1 Depois de certa pregação de Jesus, em Cafarnaum, encontrou o Mestre, em casa de Pedro, quatro cavalheiros de luzente aspecto, a lhe aguardarem a palavra.
2 Vinham de longe, explicaram atenciosos. Judeus prestigiosos da Fenícia, moravam em Sídon. Já haviam bebido a cultura egípcia e grega, tanto quanto a filosofia dos persas e babilônios. O anúncio da Boa Nova chegara-lhes aos ouvidos. Desejavam servir nas fileiras do Novo Reino, combatendo a licenciosidade dos costumes, na avareza dos ricos e na revolta dos pobres. Aceitavam o Deus Único e pretendiam consagrar-lhe a vida.
3 De quando em quando, os recém-chegados retificavam as dobras das irrepreensíveis túnicas de linho alvo ou acentuavam, de leve, o apuro das sandálias.
O Senhor ouviu-lhes as informações com admirável benevolência.
4 Cada qual falou, por sua vez, comentando as angústias do problema social na poderosa cidade de que provinham e, após encarecerem a necessidade de transformações políticas no cenário do mundo, esperaram, curiosos, a palavra do Cristo, que lhes afirmou, bondoso:
5 — Está escrito: ( † ) — Amarás o Senhor, Nosso Deus e Nosso Pai, de todo o coração, e não farás d’Ele imagens abomináveis; ( † ) — eu, porém, acrescento, — fugi igualmente à idolatria de vossos próprios desejos, aniquilai o exclusivismo e não vos entronizeis na mentira, porque estaríeis lesando a Sublime Divindade.
6 Recomenda Moisés: ( † ) — Não tomarás o nome do Todo-Poderoso em vão; — esclareço-vos, contudo, que ninguém deve menoscabar o nome do próximo na maledicência, na calúnia, no verbo inútil ou desleal.
7 Determina o Decálogo: ( † ) — Santificarás o dia de sábado; — exorto-vos, entretanto, a não converterdes semelhante artigo em escora da ociosidade sistemática. Respeitando a pausa necessária da natureza, não a transformeis em hosanas à preguiça dissolvente.
8 Manda o texto antigo: ( † ) — Venera teu pai e tua mãe nos laços consanguíneos; — todavia, é imperioso reconhecer a necessidade de respeito a todos os homens dignos, onde estiverem, olvidando-se no bem geral as fronteiras de raça, família, cor e religião, compreendendo-se que acima dos limites impostos pelo sangue, na Terra, prevalecem os imperativos sagrados da Família Universal.
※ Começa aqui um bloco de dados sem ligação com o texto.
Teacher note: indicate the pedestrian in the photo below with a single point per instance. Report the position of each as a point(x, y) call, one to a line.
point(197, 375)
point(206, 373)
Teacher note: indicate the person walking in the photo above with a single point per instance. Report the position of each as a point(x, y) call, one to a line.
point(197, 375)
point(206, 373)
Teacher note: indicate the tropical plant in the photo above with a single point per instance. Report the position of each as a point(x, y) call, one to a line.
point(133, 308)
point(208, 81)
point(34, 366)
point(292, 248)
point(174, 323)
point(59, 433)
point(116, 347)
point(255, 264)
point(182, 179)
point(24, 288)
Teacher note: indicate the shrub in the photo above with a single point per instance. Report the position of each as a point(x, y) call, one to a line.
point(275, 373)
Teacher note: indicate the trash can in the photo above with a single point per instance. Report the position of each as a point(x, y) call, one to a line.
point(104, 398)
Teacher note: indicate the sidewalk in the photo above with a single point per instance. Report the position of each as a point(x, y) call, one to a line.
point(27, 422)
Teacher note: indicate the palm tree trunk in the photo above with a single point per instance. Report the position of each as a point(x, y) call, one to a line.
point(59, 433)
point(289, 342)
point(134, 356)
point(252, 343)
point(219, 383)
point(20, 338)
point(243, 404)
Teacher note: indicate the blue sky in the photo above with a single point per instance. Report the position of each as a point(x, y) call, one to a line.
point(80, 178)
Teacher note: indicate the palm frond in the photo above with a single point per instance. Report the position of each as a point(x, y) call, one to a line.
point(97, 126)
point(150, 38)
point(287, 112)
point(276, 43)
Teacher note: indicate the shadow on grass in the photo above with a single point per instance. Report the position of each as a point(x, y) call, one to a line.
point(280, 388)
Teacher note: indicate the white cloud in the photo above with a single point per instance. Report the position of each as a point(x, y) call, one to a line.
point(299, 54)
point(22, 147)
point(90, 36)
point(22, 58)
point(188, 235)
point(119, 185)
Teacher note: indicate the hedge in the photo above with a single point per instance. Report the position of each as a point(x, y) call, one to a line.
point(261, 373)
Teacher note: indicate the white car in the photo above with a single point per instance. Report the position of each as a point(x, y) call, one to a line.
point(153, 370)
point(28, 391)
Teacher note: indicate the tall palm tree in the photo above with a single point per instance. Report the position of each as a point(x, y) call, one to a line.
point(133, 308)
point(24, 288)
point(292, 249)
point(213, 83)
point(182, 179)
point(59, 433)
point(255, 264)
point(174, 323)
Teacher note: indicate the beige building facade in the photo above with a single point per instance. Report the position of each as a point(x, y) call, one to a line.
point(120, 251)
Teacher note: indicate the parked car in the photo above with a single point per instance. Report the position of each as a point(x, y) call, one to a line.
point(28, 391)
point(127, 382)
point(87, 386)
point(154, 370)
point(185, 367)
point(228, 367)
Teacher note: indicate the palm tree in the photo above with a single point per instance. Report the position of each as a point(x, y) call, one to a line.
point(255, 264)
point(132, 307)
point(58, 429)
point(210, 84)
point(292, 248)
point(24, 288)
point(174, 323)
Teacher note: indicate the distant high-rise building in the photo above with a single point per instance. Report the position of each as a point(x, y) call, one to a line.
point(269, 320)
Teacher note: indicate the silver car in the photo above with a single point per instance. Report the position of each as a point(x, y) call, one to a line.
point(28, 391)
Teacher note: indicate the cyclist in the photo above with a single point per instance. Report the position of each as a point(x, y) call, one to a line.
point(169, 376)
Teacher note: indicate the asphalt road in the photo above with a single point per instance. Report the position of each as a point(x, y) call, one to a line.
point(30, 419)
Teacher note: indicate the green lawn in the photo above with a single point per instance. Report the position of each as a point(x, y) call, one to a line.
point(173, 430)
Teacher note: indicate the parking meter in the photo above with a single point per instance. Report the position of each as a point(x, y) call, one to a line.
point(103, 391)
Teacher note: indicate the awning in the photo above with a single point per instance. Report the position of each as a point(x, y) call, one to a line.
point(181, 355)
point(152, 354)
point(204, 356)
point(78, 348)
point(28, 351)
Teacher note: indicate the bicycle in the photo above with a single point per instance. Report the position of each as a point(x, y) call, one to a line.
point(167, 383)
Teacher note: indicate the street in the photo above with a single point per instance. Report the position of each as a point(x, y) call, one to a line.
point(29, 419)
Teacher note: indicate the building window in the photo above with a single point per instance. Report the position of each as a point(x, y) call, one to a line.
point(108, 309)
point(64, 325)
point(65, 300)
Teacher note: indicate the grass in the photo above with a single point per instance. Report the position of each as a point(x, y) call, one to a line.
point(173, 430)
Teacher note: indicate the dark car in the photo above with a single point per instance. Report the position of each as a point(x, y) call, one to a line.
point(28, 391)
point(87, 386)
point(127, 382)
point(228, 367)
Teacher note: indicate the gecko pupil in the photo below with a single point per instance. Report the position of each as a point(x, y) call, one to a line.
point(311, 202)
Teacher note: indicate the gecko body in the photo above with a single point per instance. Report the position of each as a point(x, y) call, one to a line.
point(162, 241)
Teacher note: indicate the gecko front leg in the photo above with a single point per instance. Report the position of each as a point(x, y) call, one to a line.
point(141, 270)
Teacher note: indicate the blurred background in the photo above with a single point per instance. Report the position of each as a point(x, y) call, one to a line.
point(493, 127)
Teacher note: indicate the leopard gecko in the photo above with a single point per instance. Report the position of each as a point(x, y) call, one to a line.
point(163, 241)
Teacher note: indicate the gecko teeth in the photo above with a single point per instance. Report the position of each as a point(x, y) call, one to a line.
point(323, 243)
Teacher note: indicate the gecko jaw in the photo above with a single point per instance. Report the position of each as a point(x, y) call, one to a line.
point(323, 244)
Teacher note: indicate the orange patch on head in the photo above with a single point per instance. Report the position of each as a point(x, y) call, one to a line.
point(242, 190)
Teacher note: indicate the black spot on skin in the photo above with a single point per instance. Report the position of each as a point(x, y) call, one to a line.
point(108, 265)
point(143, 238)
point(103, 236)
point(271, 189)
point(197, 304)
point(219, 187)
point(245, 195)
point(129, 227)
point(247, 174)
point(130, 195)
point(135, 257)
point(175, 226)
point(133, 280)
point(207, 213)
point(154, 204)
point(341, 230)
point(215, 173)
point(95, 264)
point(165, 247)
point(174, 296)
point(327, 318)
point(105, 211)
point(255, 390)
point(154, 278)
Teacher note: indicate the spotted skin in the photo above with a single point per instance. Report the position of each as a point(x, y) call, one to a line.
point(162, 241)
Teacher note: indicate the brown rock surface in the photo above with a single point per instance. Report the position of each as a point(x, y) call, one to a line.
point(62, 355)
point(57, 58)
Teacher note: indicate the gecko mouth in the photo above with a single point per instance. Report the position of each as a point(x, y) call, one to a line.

9 Reza a lei do passado: ( † ) — Não matarás; — eu, porém, vos digo que não se deve matar em circunstância alguma e que se faz indispensável a vigilância sobre os nossos impulsos de oprimir os seres inferiores da Natureza, porque, um dia, responderemos à Justiça do Criador Supremo pelas vidas que consumimos.
10 Pede o venerável testamento: ( † ) — Não cometerás adultério; — asseguro-vos, no entanto, que o adultério não atinge somente o corpo de nossas irmãs em Humanidade, mas também a carne e a alma de todos os homens que se esqueceram de caminhar retamente.
11 Aconselha o grande legislador: ( † ) — Não furtarás; — digo-vos, contudo, que não se deve roubar, não somente objetos valiosos e valores em dinheiro, mas também não nos cabe furtar o tempo do Senhor, nem distrair os minutos dos servos aplicados de suas obras.
12 Consta na velha aliança: ( † ) — Não dirás falso testemunho contra o teu próximo; — declaro-vos, porém, que é imprescindível guardar boa vontade e amor no coração, irradiando-os em pensamento.
13 Assinala a revelação antiga: ( † ) — Não cobiçarás a casa do teu próximo, nem desejarás a sua mulher, nem a sua serva, nem o seu boi, nem o seu jumento; — eu, porém, vos afianço que nos compete a obrigação de procurar a luz, o bem e a felicidade, trabalhando sem desânimo e servindo a todos sem descanso, inacessíveis à peçonha do ódio, da inveja, do ciúme, do despeito e da discórdia, portadores que são de veneno e treva para o Espírito.
14 Fez o Mestre pequeno intervalo na preleção, reparando que os visitantes da Fenícia se mantinham pálidos e confundidos.
15 Nesse ínterim, a sogra de Pedro reclamou-lhe a presença num quarto próximo; e Jesus, rogando ligeira licença, prometeu prosseguir nos ensinamentos novos, por mais alguns instantes; todavia, em voltando pressuroso aos ouvintes, debalde procurou os consulentes, movimentando os olhos ternos e lúcidos.